AVANT QUE LES LUEURS NE TITUBENT

» L’amour commence là- dans les fonds du désert. Il est invisible dans ses débuts, indiscernable dans son visage. » Christian Bobin
« Elle s’appelle Rachel. Elle me l‘a confié le tout premier jour… »
Au lointain, je l’aperçois, esquissée dans les lumières d’été. Aussitôt je la reconnais à sa longue silhouette effilée brodée de reflets changeants qui se découpe dans le bleu éclatant du ciel. Comme en apesanteur, elle semble flotter au dessus du parterre de pavés, soudain éclose d’un cocon douillet. Au gré de sa flânerie le rêve se prolonge en guise de fil conducteur, tintinnabulant ça et là entre élégance et légèreté sous les ballerines d’une ombrelle aux couleurs gourmandes. Sans trop forcer le trait, au milieu des badauds elle aimante les regards dérobés dans les plus grandes réserves.
La mer n’est pas très loin, on dirait presque le Sud. En ces lieux immaculés, à chaque heure du jour se révèle une part d’ombre où trouver refuge sous la caresse légère d’une brise marine. À deux pas du bord de grève, un silence envoûtant a jeté l’ancre et concocté un petit coin de paradis bercé par le vertigo des vents. Au sein de cette douceur azuréenne, entre flots et dunes la côte se confond en lignes de fuite. Tout en contraste, échoué au pourtour de l’horizon, le monde du silence raconte le quotidien des marins d’ici et d’ailleurs.
En toute discrétion, sous la fraîcheur de son voilage de lin brodé de fils d’or elle manifeste une certaine douceur de vivre puisée dans le souffle d’une audace vibrante de simplicité. Sous son sourire ingénu elle n’a pas son pareil pour déboussoler les ardeurs des plus intrépides. Tout autour d’elle, au détour des instants de vie le monde s’estompe en demi-teinte, abasourdi. Impossible de se détacher de sa démarche si singulière qui parfois me semble un rien cocasse, voir un tantinet rigolote.

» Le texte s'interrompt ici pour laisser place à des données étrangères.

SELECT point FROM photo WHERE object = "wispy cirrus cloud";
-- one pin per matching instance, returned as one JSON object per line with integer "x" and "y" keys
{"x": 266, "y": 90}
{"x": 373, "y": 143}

Sous prétexte de frivolité empreinte de désinvolture à faire pâlir les anges, parfois son laisser aller la fait paraître quelque peu délurée, hors contexte, en dehors du temps. Mais avec elle tout semble si différent que je n’y prête plus guère attention. Sans doute sa façon si particulière d’incarner cette grâce du ciel.
L’éclat du blanc caresse avec douceur les teintes minérales des pierres chaulées. Quelques trouées dans le ciel semblent avoir été percées pour laisser filtrer la lumière. Au détour d’une ruelle abandonnée aux décombres urbains, sous l’anonymat des graffeurs de nuit bravant les interdictions, peinturlurés de frais les murs font soudain peau neuve, sensibles à cet esthétisme abracadabrantesque voué à disparition sous la pression des agents municipaux chasseurs de graffiti. Pour que rien ne puisse ternir le charme de cette carte postale au parfum d’antan.
Frêle libellule dans la tourmente là voilà qui marque le pas. Rebroussant soudain chemin, nimbée de cette candeur enfantine elle s’extasie face à la démesure de ces fresques improvisées à fleur de pierre, bouquet de curiosités éphémères qu’elle butine les yeux ruisselants de croissante euphorie. Face à face avec l’infini.
« Ah, te voilà ? Il y a longtemps que tu t’impatientes ? »
Je la regarde longuement, bouche bée, incapable de prononcer le moindre mot, fasciné par cette élégance qui lui sied à merveille, hypnotisé par le sublime de son naturel et de tout son tralala. Du fond de ses grands yeux de braise, la mer dépose l’écume de ses flots. L’instant d’une césure je souhaite que le temps se fige pour toujours.
Stupéfiante, toujours là où personne ne l’attend. Aussi inespérée qu’insaisissable, comme une caresse dans le vent. Qui est-elle vraiment ? Une illusion de légèreté ? Une apparition au cœur de la nuit ? Une étincelle céleste ? Un caprice des astres ?
Autour d’elle le monde n’est plus, dissous dans les chimères en suspens. Tous les sens en émoi, troublé par le flot de ces émotions surannées. Un long silence entre les battements de son cœur tandis que les jours s’éternisent dans un feu d’artifice de couleurs. La mer se retire au loin.